Lead Data and Platform Engineer
Role details
Job location
Tech stack
Job description
- Drive engineering excellence by architecting robust, scalable data platforms that deliver measurable, transformational value to product outcomes in the AgTech space.
- Build, maintain, and deploy production-grade commercial applications and data services that are highly available, reliable, and performant.
- Design and optimise sophisticated batch and streaming data pipelines within the Snowflake or similar Data Cloud, ensuring data integrity, quality, and accessibility for analytics and machine learning applications.
- Collaborate directly with machine learning engineers and production application engineers to integrate open source MLOps pipelines (CI/CD for ML) and deploy models seamlessly into production environments using specialised tools like MLflow, DVC and Feast.
- Lead the design and implementation of data ontologies and knowledge graphs using graph databases (e.g., Neo4j, Neptune) to model complex biological and operational data relationships for sophisticated AI insights.
- Lead our data engineering efforts on data platforms such as Snowflake, Databricks or similar focusing on data modelling, and analytics workflows to deliver actionable intelligence to customers.
Technologies:
- AI
- CI/CD
- Cloud
- Databricks
- Machine Learning
- Neo4J
- RDF
- Snowflake
- Airflow
- AWS
- Ansible
- Azure
- Computer Vision
- DevOps
- Docker
- ELK
- FastAPI
- GCP
- GitLab
- Grafana
- IoT
- Jenkins
- Kafka
- Kubernetes
- MongoDB
- MySQL
- Nexus
- PostgreSQL
- Prometheus
- Python
- Robotics
- Terraform
Requirements
- 5+ years of experience in data platform engineering roles within analytics-heavy, fast-paced tech/product companies.
- Experience in AgTech, Healthtech, or Biotechnology is highly preferred, demonstrating a clear understanding of applied data challenges in complex domains.
- Proven track record of working effectively within integrated product teams composed of ML Engineers, Data Scientists, Platform Engineers, and Application Engineers.
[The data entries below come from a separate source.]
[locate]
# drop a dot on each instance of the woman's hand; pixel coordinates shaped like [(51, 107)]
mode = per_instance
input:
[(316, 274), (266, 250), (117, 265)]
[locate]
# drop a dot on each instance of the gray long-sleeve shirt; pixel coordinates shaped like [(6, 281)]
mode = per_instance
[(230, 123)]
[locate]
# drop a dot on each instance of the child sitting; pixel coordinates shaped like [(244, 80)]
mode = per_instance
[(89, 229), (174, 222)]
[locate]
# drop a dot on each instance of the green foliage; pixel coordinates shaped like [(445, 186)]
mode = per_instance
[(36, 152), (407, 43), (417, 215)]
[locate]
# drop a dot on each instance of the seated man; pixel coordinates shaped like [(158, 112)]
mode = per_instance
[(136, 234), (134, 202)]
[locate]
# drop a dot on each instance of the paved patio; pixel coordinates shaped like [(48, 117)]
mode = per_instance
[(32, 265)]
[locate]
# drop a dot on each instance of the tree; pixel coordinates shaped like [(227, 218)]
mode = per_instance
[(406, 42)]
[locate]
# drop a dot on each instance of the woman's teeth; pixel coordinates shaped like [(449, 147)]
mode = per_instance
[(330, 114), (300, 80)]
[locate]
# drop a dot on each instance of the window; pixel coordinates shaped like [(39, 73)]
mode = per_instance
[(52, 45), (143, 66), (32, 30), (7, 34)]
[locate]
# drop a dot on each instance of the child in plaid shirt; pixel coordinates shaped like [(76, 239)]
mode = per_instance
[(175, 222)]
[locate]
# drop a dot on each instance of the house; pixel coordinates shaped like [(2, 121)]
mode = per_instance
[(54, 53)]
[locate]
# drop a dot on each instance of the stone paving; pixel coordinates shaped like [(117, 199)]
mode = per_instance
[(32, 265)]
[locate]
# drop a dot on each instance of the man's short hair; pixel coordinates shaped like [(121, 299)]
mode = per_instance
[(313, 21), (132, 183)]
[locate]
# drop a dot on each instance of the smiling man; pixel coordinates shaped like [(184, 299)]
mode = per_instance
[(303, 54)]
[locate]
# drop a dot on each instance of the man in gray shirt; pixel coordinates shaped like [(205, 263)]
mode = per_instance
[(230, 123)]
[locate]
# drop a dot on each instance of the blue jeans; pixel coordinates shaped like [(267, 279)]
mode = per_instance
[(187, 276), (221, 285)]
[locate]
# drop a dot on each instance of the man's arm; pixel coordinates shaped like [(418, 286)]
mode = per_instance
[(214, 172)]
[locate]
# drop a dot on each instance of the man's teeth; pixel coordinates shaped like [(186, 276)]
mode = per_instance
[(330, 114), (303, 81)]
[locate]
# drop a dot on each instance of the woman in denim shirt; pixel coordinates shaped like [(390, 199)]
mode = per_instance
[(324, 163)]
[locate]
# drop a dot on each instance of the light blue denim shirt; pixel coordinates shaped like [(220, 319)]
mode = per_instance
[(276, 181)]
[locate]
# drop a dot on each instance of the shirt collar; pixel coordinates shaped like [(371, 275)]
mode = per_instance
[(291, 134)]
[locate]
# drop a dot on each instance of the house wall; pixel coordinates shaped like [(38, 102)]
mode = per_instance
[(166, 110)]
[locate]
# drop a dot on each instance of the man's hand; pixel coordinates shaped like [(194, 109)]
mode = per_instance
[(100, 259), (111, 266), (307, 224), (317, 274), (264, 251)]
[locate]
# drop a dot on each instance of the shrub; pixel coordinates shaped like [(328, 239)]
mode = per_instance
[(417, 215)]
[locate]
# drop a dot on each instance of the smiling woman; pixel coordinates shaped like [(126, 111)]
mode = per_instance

- Deep expertise in Snowflake or similar architecture and management.
- Hands-on experience in knowledge modelling, ontology design (using RDF, OWL, or similar), and managing graph databases (e.g., Neo4j).
- Strong experience with MLOps frameworks like MLflow, DVC, Feast and data orchestration tools is required.
- A willingness to go above and beyond, bringing a highly proactive, product-focused mindset aimed at delivering engineering excellence and tangible business transformation.
- Prior experience in a start-up or scale-up environment is essential. Ability to navigate ambiguous and uncertain scenarios to make key decisions.
- Excellent cross-functional communication skills - comfortable working across technical and operational teams.
- Able to travel to our E8 London HQ approximately twice per week.
- [Desirable] Experience with multimodal data engineering and building customer facing data products.
Benefits & conditions
At FLOX, we are a dedicated team committed to revolutionizing poultry farming with our innovative FLOX360 system. We promote healthier chickens and better farming practices through advanced technology and real-time insights. Our diverse team, made up of engineers and entrepreneurs from various backgrounds, fosters an inclusive and positive culture. We offer flexible hybrid working, competitive compensation, and the opportunity to work with cutting-edge technologies in a rapidly growing startup environment. Based in London, we are on the lookout for ambitious and purpose-driven individuals to join us in making a meaningful impact.